“The First and Greatest Classic of Modern Economic Thought”
SMITH, Adam. Inquiry into the Nature and Causes of the Wealth of Nations. In Three volumes. The Seventh Edition. London: Printed for A. Strahan; and T. Cadell , 1793.
Seventh edition. Three octavo volumes (8 1/4 x 5 1/8 inches; 210 x 130 mm). x, 499, [1, blank]; vi, 518, [5, appendix], [1, blank]; v, [1, blank], 465, [1, blank], [49, index], [1, colophon] pp.

Full contemporary speckled calf. All board edge stamped in blind. Each volume with a red morocco spine label, lettered in gilt and a small green morocco volume number label, printed in gilt. Top edges dyed brown, others speckled red. Outer hinges of each volume with a few tiny wormholes. Boards a bit rubbed. Inner hinges of volume III a bit cracked but firm. Paper flaw to lower outer margin of leaf T4 of volume III, but not affecting text. Overall a very good and internally very clean set.

Adam Smith (1723-1790) spent ten years in the writing and perfecting of The Wealth of Nations. “The book succeeded at once, and the first edition was exhausted in six months...Whether it be true or not, as Buckle said, that the ‘Wealth of Nations’ was, ‘in its ultimate results, probably the most important that had ever been written’...it is probable that no book can be mentioned which so rapidly became an authority both with statesmen and philosophers” (D.N.B.).
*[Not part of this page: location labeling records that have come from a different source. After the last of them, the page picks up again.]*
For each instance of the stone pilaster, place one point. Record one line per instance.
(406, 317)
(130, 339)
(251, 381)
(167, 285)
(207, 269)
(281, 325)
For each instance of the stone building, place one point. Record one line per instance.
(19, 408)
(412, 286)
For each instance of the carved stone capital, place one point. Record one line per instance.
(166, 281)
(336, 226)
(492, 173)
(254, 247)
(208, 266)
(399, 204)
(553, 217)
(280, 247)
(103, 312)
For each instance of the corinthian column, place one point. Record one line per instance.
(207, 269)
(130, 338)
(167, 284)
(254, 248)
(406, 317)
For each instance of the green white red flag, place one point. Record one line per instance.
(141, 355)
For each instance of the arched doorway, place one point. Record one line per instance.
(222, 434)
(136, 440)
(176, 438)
“The history of economic theory up to the end of the nineteenth century consists of two parts: the mercantilist phase which was based not so much on a doctrine as on a system of practice which grew out of social conditions; and the second phase which saw the development of the theory that the individual had the right to be unimpeded in the exercise of economic activity. While it cannot be said that Smith invented the latter theory . . . his work is the first major expression of it. He begins with the thought that labour is the source from which a nation derives what is necessary to it. The improvement of the division of labour is the measure of productivity and in it lies the human propensity to barter and exchange . . . From the working of the economy, Smith passes to its matter -- ‘stock’ -- which compasses all that man owns either for his own consumption or for the return which it brings him. The Wealth of Nations ends with a history of economic development, a definitive onslaught on the mercantile system, and some prophetic speculations on the limits of economic control . . . The certainty of its criticism and its grasp of human nature have made it the first and greatest classic of modern economic thought” (Printing and the Mind of Man).

Einaudi. Goldsmiths' 15565. Kress 2618. Printing and the Mind of Man 221. Sabin 82303.